Wednesday, 14 November 2012

Eliza Thurston

While Conrad Martens is the best known artist to paint in the Capertee area during the nineteenth century he wasn't the first, that honour seems to go to Eliza Thurston (1807-1873). Thurston painted a number of landscape views in the area during the 1860s. Her best known work in a public collection shows a panorama of the Capertee Valley taken from the Mudgee Road from the Crown Ridge (now known as Blackmans Crown). 

The inclusion of human figures on the lower left corner of the picture was a compositional device popular with artists at the time. These sightseers give the viewer foreground interest as well as a sense of scale which helped emphasize the monumental power of the picturesque subject matter in the background.
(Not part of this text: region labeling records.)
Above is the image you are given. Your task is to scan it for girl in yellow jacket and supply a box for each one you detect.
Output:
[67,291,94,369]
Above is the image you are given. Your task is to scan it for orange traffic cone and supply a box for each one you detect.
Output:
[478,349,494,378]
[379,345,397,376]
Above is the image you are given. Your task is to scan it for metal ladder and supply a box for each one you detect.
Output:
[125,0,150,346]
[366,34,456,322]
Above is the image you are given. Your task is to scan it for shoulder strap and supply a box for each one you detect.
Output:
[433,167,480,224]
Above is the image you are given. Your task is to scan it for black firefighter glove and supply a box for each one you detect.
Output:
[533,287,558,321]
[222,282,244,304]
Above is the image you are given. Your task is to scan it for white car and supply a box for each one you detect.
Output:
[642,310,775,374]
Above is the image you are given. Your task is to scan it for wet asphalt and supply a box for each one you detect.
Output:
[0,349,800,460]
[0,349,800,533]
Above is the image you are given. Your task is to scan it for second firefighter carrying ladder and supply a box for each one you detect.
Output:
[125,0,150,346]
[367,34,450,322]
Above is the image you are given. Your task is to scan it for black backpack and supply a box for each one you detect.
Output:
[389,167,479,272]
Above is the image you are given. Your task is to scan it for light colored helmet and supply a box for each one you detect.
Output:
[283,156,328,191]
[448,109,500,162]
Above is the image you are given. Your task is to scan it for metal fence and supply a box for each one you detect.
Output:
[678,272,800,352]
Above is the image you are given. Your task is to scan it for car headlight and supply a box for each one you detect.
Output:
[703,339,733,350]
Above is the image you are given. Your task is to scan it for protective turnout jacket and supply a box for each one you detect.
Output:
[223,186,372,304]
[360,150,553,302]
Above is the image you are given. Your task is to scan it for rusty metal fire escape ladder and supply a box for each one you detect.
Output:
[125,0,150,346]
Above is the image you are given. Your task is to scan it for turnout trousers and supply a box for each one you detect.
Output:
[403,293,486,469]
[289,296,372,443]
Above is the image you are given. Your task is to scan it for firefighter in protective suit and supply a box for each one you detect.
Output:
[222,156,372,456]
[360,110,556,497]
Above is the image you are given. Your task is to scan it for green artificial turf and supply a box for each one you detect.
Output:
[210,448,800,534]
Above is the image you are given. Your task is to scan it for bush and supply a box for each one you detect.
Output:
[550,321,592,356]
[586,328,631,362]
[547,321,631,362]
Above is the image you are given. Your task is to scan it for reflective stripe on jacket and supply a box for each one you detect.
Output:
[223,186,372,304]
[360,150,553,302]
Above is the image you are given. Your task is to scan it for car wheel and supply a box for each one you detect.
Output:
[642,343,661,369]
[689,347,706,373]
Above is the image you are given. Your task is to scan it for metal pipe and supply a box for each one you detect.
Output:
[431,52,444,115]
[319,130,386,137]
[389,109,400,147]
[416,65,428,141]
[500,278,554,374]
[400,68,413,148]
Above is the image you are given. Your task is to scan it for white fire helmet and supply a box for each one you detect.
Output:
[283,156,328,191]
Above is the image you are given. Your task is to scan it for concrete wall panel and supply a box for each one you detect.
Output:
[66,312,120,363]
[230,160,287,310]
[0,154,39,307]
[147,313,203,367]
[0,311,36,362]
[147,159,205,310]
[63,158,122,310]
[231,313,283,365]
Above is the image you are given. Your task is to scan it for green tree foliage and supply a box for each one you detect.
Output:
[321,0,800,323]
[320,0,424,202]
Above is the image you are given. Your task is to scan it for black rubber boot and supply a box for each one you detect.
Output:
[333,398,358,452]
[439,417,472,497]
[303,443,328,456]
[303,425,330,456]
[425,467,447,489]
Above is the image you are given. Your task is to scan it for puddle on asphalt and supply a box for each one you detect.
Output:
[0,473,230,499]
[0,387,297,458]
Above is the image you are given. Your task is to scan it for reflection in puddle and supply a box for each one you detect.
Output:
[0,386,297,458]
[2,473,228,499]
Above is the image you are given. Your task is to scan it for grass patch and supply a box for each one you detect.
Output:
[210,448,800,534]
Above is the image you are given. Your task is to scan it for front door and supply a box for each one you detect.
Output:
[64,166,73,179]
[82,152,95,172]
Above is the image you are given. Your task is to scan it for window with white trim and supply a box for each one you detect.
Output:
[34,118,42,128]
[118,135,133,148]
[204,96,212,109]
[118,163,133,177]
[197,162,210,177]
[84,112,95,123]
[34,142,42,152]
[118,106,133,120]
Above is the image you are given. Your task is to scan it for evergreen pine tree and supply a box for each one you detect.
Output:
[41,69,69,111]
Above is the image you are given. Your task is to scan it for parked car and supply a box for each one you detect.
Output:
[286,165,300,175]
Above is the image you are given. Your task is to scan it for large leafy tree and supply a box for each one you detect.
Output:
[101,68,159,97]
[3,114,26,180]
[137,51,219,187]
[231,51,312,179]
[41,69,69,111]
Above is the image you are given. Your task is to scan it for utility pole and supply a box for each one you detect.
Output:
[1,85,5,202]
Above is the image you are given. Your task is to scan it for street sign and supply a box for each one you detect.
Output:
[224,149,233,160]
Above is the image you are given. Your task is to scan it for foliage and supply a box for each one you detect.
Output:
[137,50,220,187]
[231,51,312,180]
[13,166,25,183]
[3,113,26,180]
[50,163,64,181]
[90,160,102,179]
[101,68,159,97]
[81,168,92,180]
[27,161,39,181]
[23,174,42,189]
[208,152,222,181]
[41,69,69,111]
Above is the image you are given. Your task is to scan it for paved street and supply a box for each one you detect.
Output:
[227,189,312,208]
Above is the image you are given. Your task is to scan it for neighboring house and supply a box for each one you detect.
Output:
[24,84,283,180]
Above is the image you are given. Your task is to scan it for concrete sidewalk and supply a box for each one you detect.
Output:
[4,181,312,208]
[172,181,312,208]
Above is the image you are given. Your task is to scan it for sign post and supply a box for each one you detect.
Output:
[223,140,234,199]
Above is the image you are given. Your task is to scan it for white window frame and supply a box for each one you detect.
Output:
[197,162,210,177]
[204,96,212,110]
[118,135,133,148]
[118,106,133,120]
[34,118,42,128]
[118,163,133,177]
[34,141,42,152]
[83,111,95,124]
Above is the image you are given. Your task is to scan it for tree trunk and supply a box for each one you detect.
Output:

While not a highly realistic rendering of the scene, Thurston's Mitchell Library work has great charm and shows that the panorama seen from the Crown was as popular then as it is today.
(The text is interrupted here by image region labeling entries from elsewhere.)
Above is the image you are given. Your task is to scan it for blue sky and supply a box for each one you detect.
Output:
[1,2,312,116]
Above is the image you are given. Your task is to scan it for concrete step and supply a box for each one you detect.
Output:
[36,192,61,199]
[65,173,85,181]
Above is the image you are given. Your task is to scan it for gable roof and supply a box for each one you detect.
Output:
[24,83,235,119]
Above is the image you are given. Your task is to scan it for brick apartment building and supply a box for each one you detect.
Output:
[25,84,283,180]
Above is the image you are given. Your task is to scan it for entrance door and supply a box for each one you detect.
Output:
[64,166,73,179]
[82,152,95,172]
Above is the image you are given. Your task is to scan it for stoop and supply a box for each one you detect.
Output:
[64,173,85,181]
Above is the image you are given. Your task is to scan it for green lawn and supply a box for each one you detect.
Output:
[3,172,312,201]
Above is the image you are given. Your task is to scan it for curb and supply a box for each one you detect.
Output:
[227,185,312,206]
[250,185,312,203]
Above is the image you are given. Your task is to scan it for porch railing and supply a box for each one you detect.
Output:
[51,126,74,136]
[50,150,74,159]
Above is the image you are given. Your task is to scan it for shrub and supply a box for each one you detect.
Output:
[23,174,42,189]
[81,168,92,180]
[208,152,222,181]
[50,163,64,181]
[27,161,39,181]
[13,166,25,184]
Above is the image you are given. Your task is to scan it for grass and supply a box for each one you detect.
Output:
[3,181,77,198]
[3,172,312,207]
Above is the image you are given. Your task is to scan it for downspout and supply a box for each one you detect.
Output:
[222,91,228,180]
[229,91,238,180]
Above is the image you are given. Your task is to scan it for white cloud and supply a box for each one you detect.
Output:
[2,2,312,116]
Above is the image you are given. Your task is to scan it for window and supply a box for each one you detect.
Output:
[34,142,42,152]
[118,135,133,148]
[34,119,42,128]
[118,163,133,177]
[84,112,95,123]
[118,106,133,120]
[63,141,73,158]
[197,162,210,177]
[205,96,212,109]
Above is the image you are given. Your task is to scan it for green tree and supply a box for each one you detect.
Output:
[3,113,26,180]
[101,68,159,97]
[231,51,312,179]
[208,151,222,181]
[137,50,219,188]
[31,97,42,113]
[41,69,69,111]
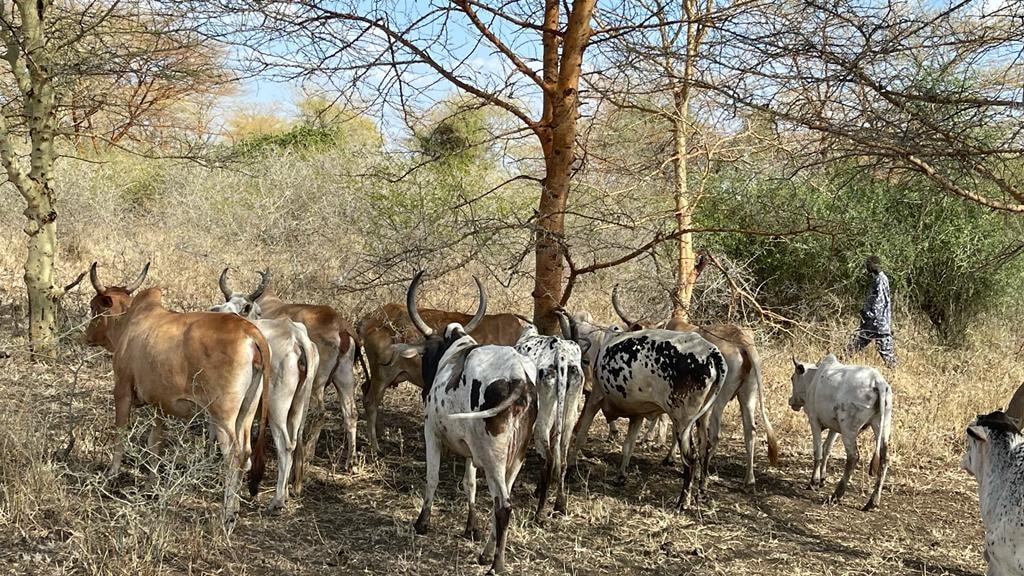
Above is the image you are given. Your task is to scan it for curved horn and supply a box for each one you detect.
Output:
[89,262,106,294]
[1007,383,1024,427]
[465,276,487,333]
[247,270,270,302]
[125,262,150,294]
[406,270,434,338]
[555,310,574,340]
[611,284,636,329]
[217,268,233,300]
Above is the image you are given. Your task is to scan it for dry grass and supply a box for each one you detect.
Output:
[0,151,1024,575]
[0,315,1024,575]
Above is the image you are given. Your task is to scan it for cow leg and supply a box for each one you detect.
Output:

Capertee Valley taken from Crown Ridge, Sydney Road
1868 watercolour by Eliza Thurston
Mitchell Library collection

Eliza came from an established family of artists from Bath in western England. Eliza became an art teacher after she came to Australia in 1853. She lived for a few years during the mid to late 1860s with her (Mudgee based) photographer son Horatio Thurston (1838-1881). While resident there she produced her Capertee Valley works. She died in Sydney a few years later. Her daughter, Eliza West Thurston, was an amateur artist who painted mostly floral subjects. She worked as a teacher in Rylstone and spent her later years living in Mudgee.